Since President Trump took office, he's sanctioned the country four times (and threatened military action too), taking Venezuelan President Nicolás Maduro to task for his increasingly autocratic tendencies.

But that bad blood didn't stop Venezuela from offering $5 million in aid to the victims of Hurricane Harvey.

As Foreign Minister Jorge Arreaza explained on state television, the money would come from Citgo Petroleum, the government-run oil company with a refinery in Corpus Christi, Tex. Arreaza said the aid will be directed to local mayors and be aimed at the construction of homes and shelters around Houston. “We express our solidarity with the Americans affected by the hurricane,” he said, according to Reuters. “When an American fills his tank at a Citgo gas station, he’ll be contributing to the rebuilding of the affected communities.”

(The move might not be quite as charitable as it seems — new U.S. sanctions make it impossible for Citgo to send profits back to Caracas.)

It's not clear whether the United States will accept the aid. The State Department did not return calls for comment. A few days ago, Mexico offered “help and cooperation.” The State Department did not say whether it'll take the country up on the offer, explaining in an email Sunday to The Washington Post that “if a need for assistance does arise, we will work with our partners, including Mexico, to determine the best way forward.”

President Trump signed an executive order on Aug. 25, to restrict Venezuelan President Nicolás Maduro's access to the U.S. economy. National security adviser H.R. McMaster said the action strongly punishes Maduro's "illegitimate dictatorship." (Reuters)

Venezuela has a long history of trolling U.S. leaders with kindness.

In 2005, Citgo offered $1 million in disaster relief for victims of Hurricane Katrina. It also offered food, water, fuel and other assistance. The Bush administration rejected the aid, calling it “counterproductive.” (Then-President Hugo Chávez personally weighed in on the federal government's response to Katrina, calling President George W. Bush “the king of vacations” for staying in Texas as the storm swept through Louisiana. “There were many innocent people who left in the direction of the hurricane,” Chávez said in a speech. “No one told them where they should go.")

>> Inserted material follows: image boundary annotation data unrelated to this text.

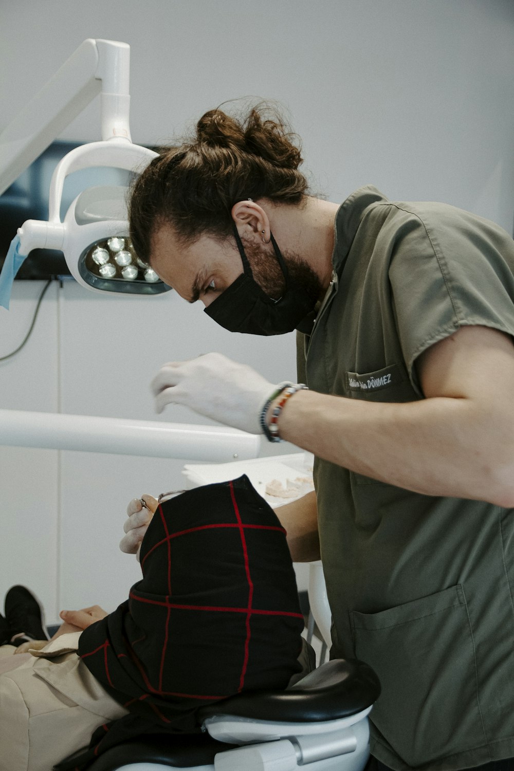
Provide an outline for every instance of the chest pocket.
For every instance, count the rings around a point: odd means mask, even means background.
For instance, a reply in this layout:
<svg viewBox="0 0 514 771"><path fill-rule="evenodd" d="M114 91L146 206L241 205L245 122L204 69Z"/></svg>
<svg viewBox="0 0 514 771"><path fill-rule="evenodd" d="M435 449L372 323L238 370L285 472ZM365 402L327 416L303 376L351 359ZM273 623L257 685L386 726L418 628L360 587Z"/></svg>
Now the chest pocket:
<svg viewBox="0 0 514 771"><path fill-rule="evenodd" d="M368 402L413 402L418 397L404 365L391 364L372 372L344 372L344 385L351 399Z"/></svg>
<svg viewBox="0 0 514 771"><path fill-rule="evenodd" d="M351 399L388 403L415 402L419 397L414 390L403 364L391 364L371 372L344 372L344 387ZM381 484L377 480L350 472L354 484Z"/></svg>

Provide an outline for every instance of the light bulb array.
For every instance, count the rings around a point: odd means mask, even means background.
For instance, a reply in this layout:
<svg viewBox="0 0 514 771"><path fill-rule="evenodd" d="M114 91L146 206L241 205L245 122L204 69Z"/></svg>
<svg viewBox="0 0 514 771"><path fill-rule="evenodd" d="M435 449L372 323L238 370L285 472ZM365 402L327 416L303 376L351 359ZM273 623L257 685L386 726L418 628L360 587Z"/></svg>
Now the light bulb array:
<svg viewBox="0 0 514 771"><path fill-rule="evenodd" d="M93 275L113 281L160 281L150 266L134 252L129 238L119 236L102 238L88 249L84 265Z"/></svg>

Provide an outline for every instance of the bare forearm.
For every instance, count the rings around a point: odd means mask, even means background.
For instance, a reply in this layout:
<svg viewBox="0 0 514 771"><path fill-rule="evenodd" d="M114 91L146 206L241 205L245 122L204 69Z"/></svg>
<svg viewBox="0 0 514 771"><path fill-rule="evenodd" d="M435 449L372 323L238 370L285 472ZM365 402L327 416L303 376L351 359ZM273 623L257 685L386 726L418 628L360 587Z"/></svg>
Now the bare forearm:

That same year, Citgo began delivering discounted or free heating oil to low-income Americans. The program — which eventually served more than 1.7 million Americans in 25 states and Washington — was celebrated by the likes of Joseph P. Kennedy II. Kennedy, who ran Citizens Energy, said that Chávez cared for the poor when “some of the wealthiest people on our planet have more money than they can ever reasonably expect to spend.”

There were other efforts, too. Chávez was particularly partial to the South Bronx, where he donated millions of dollars over the years. That money funded after-school classes, literacy programs, food cooperatives and the restoration of the Bronx River. One woman, Lucia Solano, remembers “stalking” Chávez when he came to visit the New York borough in 2005. Her nonprofit group was $18,000 behind on rent, and Solano believed Chavez might help. She finally wrangled her way to the leader and made her case. He soon sent her a check to cover the rent.

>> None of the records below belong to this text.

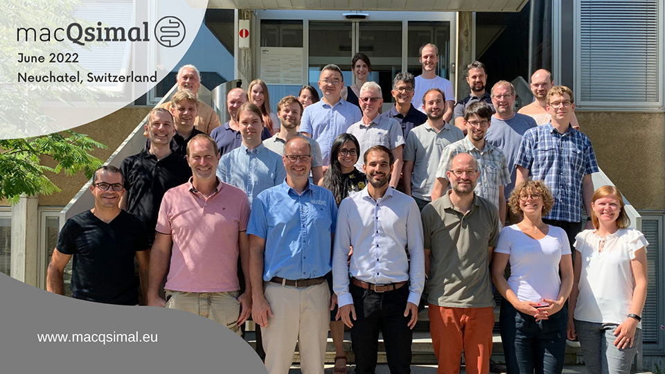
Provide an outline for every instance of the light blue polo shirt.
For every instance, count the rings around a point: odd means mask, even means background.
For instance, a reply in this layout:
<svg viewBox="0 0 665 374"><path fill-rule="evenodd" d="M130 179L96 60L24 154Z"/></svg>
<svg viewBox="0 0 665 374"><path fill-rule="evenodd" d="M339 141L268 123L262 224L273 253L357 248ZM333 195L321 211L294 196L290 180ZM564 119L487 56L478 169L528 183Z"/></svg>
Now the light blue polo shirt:
<svg viewBox="0 0 665 374"><path fill-rule="evenodd" d="M285 181L259 194L251 205L247 234L265 239L263 280L328 274L337 220L335 197L323 187L308 184L299 195Z"/></svg>

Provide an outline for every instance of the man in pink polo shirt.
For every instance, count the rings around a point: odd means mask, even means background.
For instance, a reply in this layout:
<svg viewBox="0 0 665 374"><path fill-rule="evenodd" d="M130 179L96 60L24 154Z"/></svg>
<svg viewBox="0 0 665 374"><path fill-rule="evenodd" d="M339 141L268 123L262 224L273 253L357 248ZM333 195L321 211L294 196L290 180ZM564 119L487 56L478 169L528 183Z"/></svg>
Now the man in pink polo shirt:
<svg viewBox="0 0 665 374"><path fill-rule="evenodd" d="M251 312L245 233L249 202L245 192L215 175L220 154L207 135L187 145L192 178L164 194L150 255L148 305L205 317L240 334ZM239 295L240 256L247 292ZM159 285L166 278L166 300Z"/></svg>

Since Chávez died and the Venezuelan economy tanked, these efforts have mostly fizzled. And it's not clear that they ever got Chávez what he really wanted — a foothold with the U.S. poor. “Many people questioned his motivation,” Eric Farnsworth, vice president of the Council of the Americas and Americas Society, told the Associated Press shortly after Chávez died. “Was this a true humanitarian gesture or was it an opportunity to stick it in the eye of the United States? I think many people in the U.S. thought it was the latter.”